Виноваты, кто не принес им творений искусства. Кто не дает им вовремя и в должном количестве газет.
Кто не дает им художественной литературы, когда так мучительно хочется отвести душу.
Кто не приносит им музыки, пения, кто не дает им возможности письмом отвести душу.
Виноваты все, кто не хочет или не умеет сделать жизнь их разумной, наполненной красотой и творчеством.
Я примостился на нарах, на которых вповалку лежали красноармейцы, сунув под голову вещевые мешки.
Спереди от раскалившейся докрасна печки нестерпимо несло жаром; сзади из сквозивших щелей вагона нестерпимо несло морозным холодом. Я всячески изворачивался, стараясь найти среднее положение, чтобы не так жгло и морозило.
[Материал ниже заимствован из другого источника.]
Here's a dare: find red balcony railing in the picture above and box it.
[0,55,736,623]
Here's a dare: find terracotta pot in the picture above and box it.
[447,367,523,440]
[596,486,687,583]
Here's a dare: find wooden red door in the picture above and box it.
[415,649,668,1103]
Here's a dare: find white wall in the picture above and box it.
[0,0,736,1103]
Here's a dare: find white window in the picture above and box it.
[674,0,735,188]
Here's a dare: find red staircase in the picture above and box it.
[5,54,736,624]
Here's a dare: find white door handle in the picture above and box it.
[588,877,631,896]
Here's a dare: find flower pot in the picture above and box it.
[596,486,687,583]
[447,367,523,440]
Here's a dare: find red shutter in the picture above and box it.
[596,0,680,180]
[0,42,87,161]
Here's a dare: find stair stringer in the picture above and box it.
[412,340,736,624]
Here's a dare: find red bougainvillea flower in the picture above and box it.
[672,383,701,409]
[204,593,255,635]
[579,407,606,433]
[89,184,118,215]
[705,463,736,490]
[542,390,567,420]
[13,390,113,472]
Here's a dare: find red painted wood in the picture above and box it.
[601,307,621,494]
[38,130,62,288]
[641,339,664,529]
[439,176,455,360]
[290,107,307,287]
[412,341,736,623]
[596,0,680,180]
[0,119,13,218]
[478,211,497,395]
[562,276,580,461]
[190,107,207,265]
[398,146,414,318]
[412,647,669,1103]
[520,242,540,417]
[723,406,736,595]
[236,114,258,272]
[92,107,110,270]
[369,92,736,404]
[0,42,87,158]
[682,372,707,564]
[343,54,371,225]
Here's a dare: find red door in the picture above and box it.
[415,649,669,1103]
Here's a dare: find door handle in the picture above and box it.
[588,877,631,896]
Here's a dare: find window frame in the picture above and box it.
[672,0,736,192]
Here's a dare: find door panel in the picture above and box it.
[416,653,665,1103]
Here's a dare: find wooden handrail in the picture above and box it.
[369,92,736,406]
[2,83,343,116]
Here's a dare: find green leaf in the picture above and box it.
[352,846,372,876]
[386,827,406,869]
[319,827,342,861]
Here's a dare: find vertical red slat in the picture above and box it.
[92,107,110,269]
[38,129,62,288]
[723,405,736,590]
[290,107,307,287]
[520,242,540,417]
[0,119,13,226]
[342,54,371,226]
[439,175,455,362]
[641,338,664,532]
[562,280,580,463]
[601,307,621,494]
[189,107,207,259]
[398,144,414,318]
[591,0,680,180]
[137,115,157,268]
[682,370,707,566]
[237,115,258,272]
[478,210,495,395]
Внизу, вокруг печки – распаренные лица, скинутые шинели. Семнадцатилетний мальчик в папахе, с остронаглым лицом, пересыпая руганью, рассказывает:
– Надоело служить, вот и уехал. Жалко, леворверт комендант отобрал, а то бы здорово продал на толкучке… А у нас что было в Ярославле, это как белогвардейцев побили… Стали мы лазить по магазинам. Кто чего успел – в карманы. Ей-богу! На лошадях мы. Двенадцать человек нас. Хотели в банке поживиться, только с лошадей слезли, а нас, голубчиков, и накрыли. Восьмерых тут же расстреляли, а меня да троих комендант взял. Ну, отпорол нагайкой, пустил, щенком обозвал. А я думал – расстреляют…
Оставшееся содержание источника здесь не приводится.